Les Libanais rassemblés pour commémorer Rafic Hariri

Des centaines de milliers de partisans de la majorité parlementaire antisyrienne ont envahi jeudi le centre de Beyrouth quadrillé par l’armée pour marquer le 3e anniversaire de l’assassinat de l’ancien dirigeant Rafic Hariri, sur fond de grave crise politique au Liban.
Cette mobilisation se déroule dans un climat de grande tension avec l’opposition appuyée par Damas et emmenée par le Hezbollah chiite qui a organisé  de son côté dans la banlieue sud de Beyrouth les obsèques d’Imad Moughnieh, un homme clé du mouvement assassiné mardi à Damas.

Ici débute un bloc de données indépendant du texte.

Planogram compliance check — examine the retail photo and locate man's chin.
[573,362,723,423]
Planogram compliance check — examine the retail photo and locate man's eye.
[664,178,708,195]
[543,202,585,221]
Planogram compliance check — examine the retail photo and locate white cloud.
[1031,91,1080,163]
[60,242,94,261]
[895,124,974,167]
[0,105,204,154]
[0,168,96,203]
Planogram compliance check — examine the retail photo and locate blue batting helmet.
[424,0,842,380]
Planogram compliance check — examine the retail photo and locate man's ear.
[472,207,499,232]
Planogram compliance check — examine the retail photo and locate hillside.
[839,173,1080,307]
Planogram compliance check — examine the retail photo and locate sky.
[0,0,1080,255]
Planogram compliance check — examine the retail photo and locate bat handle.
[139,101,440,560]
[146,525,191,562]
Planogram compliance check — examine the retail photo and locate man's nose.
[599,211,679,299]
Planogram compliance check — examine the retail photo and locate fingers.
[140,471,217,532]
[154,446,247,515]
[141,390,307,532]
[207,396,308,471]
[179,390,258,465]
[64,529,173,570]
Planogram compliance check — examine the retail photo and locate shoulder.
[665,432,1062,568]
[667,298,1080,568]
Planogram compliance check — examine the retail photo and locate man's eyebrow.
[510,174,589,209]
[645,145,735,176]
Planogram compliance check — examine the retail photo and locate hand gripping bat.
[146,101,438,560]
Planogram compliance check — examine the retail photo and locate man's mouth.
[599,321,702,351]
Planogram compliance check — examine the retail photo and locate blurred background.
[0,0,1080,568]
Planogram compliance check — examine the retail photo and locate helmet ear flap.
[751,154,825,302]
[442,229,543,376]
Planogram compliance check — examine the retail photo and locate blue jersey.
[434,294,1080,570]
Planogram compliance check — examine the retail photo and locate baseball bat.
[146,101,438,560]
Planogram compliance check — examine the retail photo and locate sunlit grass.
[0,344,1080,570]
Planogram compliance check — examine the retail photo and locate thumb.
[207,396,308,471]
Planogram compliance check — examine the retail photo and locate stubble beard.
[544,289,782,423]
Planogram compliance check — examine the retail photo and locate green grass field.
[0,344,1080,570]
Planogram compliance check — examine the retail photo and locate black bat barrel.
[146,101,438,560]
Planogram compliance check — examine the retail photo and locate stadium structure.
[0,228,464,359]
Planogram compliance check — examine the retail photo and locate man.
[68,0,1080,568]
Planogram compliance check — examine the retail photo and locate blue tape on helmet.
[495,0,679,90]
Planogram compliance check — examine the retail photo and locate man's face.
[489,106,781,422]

À l’appel de la majorité, une déferlante de manifestants brandissant des drapeaux libanais et des portraits de Rafic Hariri avait  convergé sous la pluie vers la Place des Martyrs, placée sous très haute sécurité par la police et l’armée. Selon les organisateurs, des centaines de milliers de personnes ont envahi la Place des Martyrs et les rues avoisinantes. Les manifestants scandaient des slogans réclamant l’élection d’un président de la République. Le Liban, qui connaît sa crise la plus grave depuis la fin de la guerre civile (1975-1990), est sans président depuis fin novembre en raison de profondes divergences entre la majorité et l’opposition qui n’arrivent pas à s’entendre sur la répartition du pouvoir au sein du futur gouvernement. Une séance parlementaire pour élire le président est prévue le 26 février après 14 reports.

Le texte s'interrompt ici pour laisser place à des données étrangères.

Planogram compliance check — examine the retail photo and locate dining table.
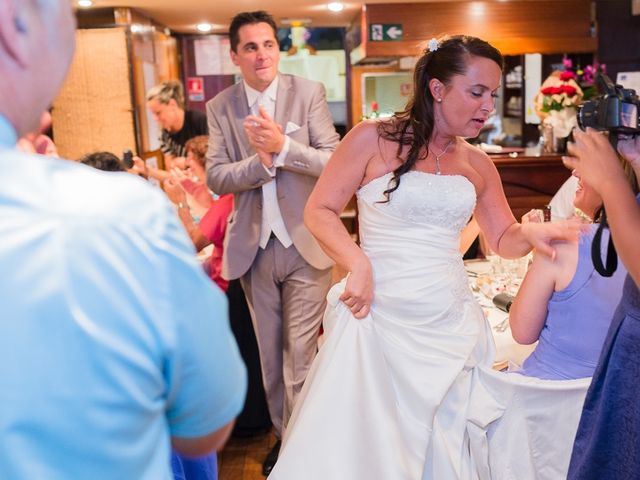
[465,259,537,370]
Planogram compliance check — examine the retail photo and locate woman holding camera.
[563,129,640,480]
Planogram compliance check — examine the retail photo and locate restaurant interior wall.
[52,8,179,159]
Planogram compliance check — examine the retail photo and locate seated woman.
[509,167,635,380]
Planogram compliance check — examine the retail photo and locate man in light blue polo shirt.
[0,0,246,480]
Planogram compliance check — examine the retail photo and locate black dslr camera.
[578,74,640,277]
[578,74,640,136]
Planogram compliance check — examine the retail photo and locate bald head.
[0,0,75,136]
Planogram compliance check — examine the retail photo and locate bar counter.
[489,147,571,221]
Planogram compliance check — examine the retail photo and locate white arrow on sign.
[387,26,402,40]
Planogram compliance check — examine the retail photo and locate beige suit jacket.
[206,74,339,280]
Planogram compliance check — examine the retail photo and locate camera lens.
[578,100,602,130]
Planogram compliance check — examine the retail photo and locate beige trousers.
[240,237,331,438]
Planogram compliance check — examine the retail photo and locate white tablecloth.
[465,260,536,369]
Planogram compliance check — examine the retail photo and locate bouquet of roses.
[562,56,607,100]
[536,70,583,117]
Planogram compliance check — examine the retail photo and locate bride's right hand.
[340,261,373,319]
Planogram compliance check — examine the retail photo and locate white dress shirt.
[244,77,293,248]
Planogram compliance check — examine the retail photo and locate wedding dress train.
[269,172,580,480]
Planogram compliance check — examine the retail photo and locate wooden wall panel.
[52,27,136,159]
[362,0,597,57]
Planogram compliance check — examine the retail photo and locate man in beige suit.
[207,11,339,474]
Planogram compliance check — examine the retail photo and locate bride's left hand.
[340,260,373,319]
[522,218,588,259]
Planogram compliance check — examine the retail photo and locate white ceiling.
[71,0,464,33]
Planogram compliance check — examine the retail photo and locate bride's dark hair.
[378,35,504,201]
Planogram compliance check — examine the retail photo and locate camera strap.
[591,209,618,277]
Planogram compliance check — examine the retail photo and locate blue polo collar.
[0,115,18,148]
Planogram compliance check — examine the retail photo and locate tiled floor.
[218,433,276,480]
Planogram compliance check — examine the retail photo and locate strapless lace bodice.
[357,171,476,232]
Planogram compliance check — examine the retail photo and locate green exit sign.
[369,23,402,42]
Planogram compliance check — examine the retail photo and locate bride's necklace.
[431,137,455,175]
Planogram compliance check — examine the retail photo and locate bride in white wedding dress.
[269,36,578,480]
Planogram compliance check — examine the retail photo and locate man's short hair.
[80,152,125,172]
[147,80,184,110]
[229,10,278,53]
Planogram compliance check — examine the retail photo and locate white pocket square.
[284,122,300,135]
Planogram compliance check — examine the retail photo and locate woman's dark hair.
[378,35,504,201]
[184,135,209,168]
[80,152,126,172]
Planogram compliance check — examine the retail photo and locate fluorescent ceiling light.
[196,23,213,33]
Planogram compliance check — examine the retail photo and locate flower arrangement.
[562,55,607,100]
[536,71,584,120]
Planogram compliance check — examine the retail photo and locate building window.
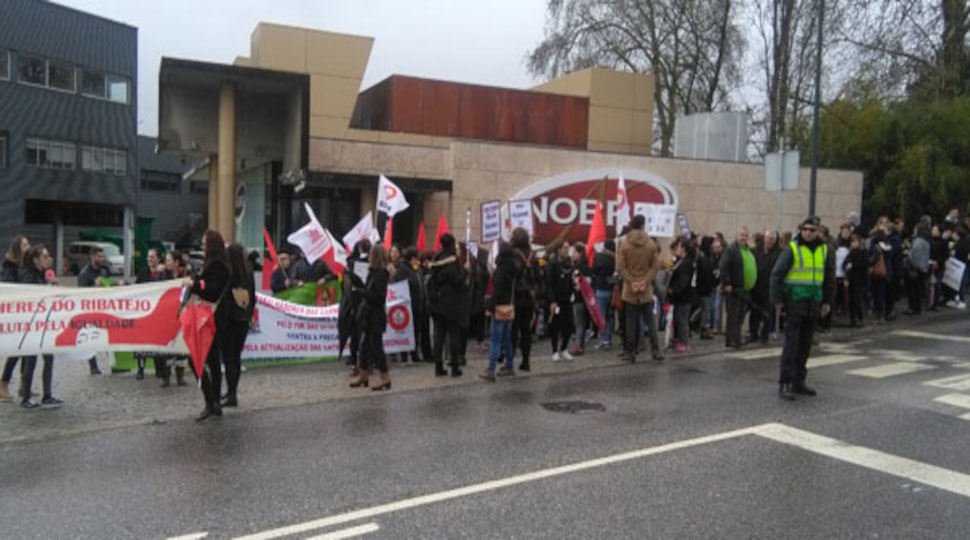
[19,55,47,86]
[141,170,182,193]
[81,146,128,176]
[189,180,209,195]
[25,139,77,169]
[47,60,74,93]
[81,68,108,99]
[0,49,10,81]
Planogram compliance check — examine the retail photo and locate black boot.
[792,381,818,396]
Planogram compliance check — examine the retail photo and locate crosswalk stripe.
[849,362,935,379]
[891,330,970,343]
[933,394,970,409]
[923,374,970,392]
[808,354,866,368]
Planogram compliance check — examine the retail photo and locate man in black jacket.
[428,233,471,377]
[721,227,758,348]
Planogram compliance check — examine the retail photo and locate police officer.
[771,217,835,401]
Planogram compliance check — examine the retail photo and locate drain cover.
[542,401,606,414]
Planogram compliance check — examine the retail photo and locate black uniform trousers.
[778,300,820,384]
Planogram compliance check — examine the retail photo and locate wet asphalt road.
[0,317,970,539]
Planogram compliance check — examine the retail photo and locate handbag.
[494,281,515,321]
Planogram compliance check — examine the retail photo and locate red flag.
[384,217,394,251]
[586,201,606,266]
[415,219,428,253]
[434,214,449,251]
[263,227,279,291]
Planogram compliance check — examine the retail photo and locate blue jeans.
[596,289,613,343]
[488,317,515,373]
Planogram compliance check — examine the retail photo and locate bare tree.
[527,0,744,155]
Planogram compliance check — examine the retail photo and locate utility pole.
[808,0,825,216]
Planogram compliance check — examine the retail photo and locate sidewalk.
[0,309,968,443]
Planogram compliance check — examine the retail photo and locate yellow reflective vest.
[785,240,829,302]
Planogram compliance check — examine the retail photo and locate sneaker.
[40,396,64,409]
[495,366,515,377]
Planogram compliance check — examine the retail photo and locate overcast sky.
[56,0,546,135]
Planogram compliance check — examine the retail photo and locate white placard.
[482,201,502,244]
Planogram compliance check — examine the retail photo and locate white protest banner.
[509,200,535,238]
[242,281,414,360]
[0,280,188,358]
[943,257,967,291]
[482,201,502,244]
[377,174,410,217]
[633,202,677,238]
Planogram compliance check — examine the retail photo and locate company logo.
[509,169,679,244]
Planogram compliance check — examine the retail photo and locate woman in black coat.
[0,235,30,401]
[183,229,233,422]
[19,245,63,409]
[221,244,256,407]
[350,244,391,390]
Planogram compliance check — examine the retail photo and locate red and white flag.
[343,210,380,249]
[616,172,633,236]
[377,174,410,217]
[286,203,347,275]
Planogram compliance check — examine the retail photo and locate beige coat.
[616,229,660,304]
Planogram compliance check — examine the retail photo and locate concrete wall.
[310,139,862,246]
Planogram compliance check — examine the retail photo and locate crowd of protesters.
[0,210,970,414]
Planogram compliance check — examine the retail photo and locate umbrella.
[179,302,216,379]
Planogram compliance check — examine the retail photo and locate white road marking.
[307,523,381,540]
[849,362,934,379]
[236,422,970,540]
[808,354,866,368]
[933,394,970,409]
[923,374,970,392]
[891,330,970,343]
[757,424,970,497]
[725,347,781,360]
[231,426,761,540]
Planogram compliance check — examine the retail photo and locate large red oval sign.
[510,169,678,245]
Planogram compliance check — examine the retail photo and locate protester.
[391,247,422,362]
[905,225,930,315]
[337,239,371,376]
[667,238,696,353]
[592,240,616,350]
[19,244,64,410]
[506,227,541,371]
[0,235,30,401]
[546,242,573,362]
[770,218,835,401]
[428,233,469,377]
[269,249,296,294]
[135,248,175,381]
[569,242,593,356]
[842,234,869,327]
[183,229,232,422]
[616,214,663,363]
[219,244,256,407]
[350,244,391,391]
[720,227,758,349]
[77,246,112,379]
[479,238,518,382]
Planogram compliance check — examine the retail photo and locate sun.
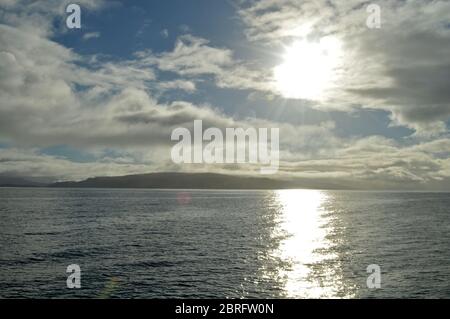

Les manifestants se sont rassemblés en face d’une statue de l’ancien Premier ministre qui a été inaugurée devant l’hôtel Saint-Georges, où s’était produite le 14 février 2005 l’explosion de la voiture piégée qui avait tué Rafic Hariri et 22 autres personnes et suscité une mobilisation sans précédent des Libanais contre la présence militaire syrienne au Liban.
 Des soldats quadrillaient le centre de Beyrouth et une enceinte de fer a été installée sur la Place des Martyrs pour séparer les partisans de la majorité de ceux de l’opposition qui y tiennent depuis plus d’un an un sit-in dans des tentes.